Reading Time: 4 minutes

E98: Empathy in Content Creation: Building Resonance through SEO, Email Marketing, and Social Media

Reading Time: 4 minutes

In this episode, Edmund Zaloga from Responsify discusses their content creation and marketing journey. Responsify helps businesses bridge the gap between customer pains and solutions through engaging and informative content. The interview explores the importance of setting expectations and maintaining relationships with clients, different types of clients, and how their agency and software provide value and gamify the marketing and sales process. Listeners also learn about empathizing with the audience, creating resonating content, and the role of AI in generating impactful titles.
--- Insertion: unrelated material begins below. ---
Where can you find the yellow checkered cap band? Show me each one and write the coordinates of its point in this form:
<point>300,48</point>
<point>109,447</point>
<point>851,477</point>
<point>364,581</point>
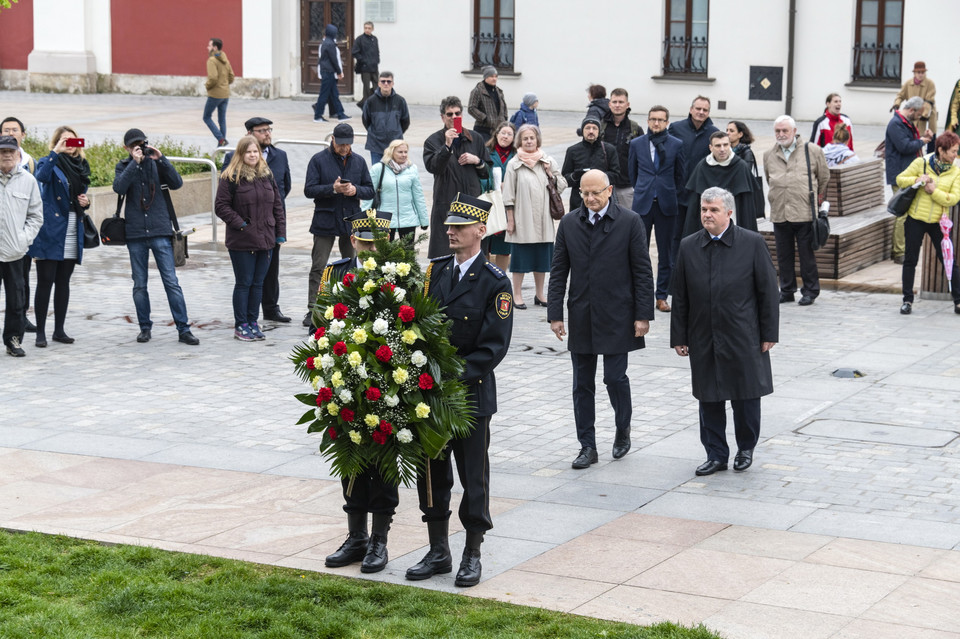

Introducing Edmund Zaloga, the Founder and CEO of Responsify, a trailblazing growth content marketing strategy and production service based in Brooklyn, New York. With over a decade of expertise, Edmund specializes in crafting organic content that attracts, converts, and closes new customers. He’s also contributed his creative wisdom as a Part-Time Professor at Pratt Institute and lent his strategic prowess to global brands like HubSpot and BBMG. Here are a few of the topics we’ll discuss on this episode of Hard to Market:
  • Content plays a crucial role in connecting businesses with their target audience.
  • Setting clear expectations and being honest with clients helps maintain healthy and productive relationships.
  • Clients who see the agency as a partner are easier and more enjoyable to work with.
  • The agency is exploring options to expand their services, potentially targeting startups who need assistance with content creation.
  • Understand your audience’s pain points and use SEO to find relevant keywords.
  • Leverage social media, particularly LinkedIn, to strengthen connections and interactions.
  • Seek support from a marketing partner who can help relieve the burden and provide expertise.
Quotable:
  • 02:22 – “You know, ultimately we’re human beings. We like people and companies have websites. They’re all, we all have something to give to the world. The websites are, you know, is meant to represent that and to ultimately, you know, help connect people. And what I found was after interviewing a lot of great CEOs that I had just hounded and, and tried to really get a hold of, they just, they sort of told me the same thing, which is like, Hey, we have a website, you know, we’ve got this really innovative product or service, you know, we’re having a hard time getting people to even find us.”
  • 18:22 – “How do we work with somebody who’s going to help us make it, you know, do this better, faster, and cheaper than we could do on our own? And that’s the sort of golden is they say it’s a utopia. I say, you know, it’s somewhere in between. It might not be, you know, it for every case, you know, people could definitely try to do things cheaper than us, but, you know, there’s always that compromise the quality, and then it’s going to take longer. You’re going to have to deal with the headaches of managing all those freelancers. And so we were just sort of trying to find the sweet spot so that people can, clients can get an amazing value.”
  • 12:01 – “And so for us, it’s like, for me, I’d rather be blunt and honest and occasionally lose a client who is over demanding and unrealistic and just, I mean, we lay it all out and block it in white, here’s exactly what we’re going to do. Here’s how much of it we’re going to do, here’s how much time it’s going to take. And so when they’re asking for things that are outside of that, I’ll oftentimes say, well, let’s, let’s go back to totally understand and respect what you know, and then let’s go back to the agreement. Let’s look at what we have. And so that’s, that’s helpful for the people who are, you know, fair and reasonable.”
  • 08:09 – Brian: “So as an outsource sort of content creation marketing function, one of the things I’m sure you experience all the time is your clients asking for content that may or may not actually move their, you know, business forward. Yeah. It doesn’t move the needle. Then what’s the point? How do you, how a, how often does that happen and what’s the consultative process you go through? And then B, a follow-up question, how do you help them get from, get through that transition?”
    Edmund: “So I think a lot of that comes down to when you don’t, if it, you know, if you, if you don’t have a goal, it’s difficult to score, right? So the, the way we look at it, or maybe the way that I’ve forced everybody to, to look at it is, you know, if you don’t have a plan, you plan to fail.”
  • 19:35 – Brian: “And as you’ve kind of embraced the sort of SEO nature and all of the kind of things that come out, I mean, it’s quite clear that that’s a data-driven sort of activity. How do you balance that creative sort of interest and background that you started with, with today’s heavily data-driven approach to solving some of these problems?”
    Edmund: “So I think the, I think the, the, the way to do that, and I think it’s, you know, I think it’s a matter of balancing art and science. I think people generally are either really good. You have, you know, they, there’s another metaphor. It’s like you’re, you’re head in the clouds or feet on the, on the ground. I think that we try to do both. Like that’s the thing is like, we’re trying to…”
    Brian: “Sounds like a long stretch.”
    Edmund: “I can kind of, you know, I’ve got some, some cloud cover, but it’s, it’s that, it’s the balance.”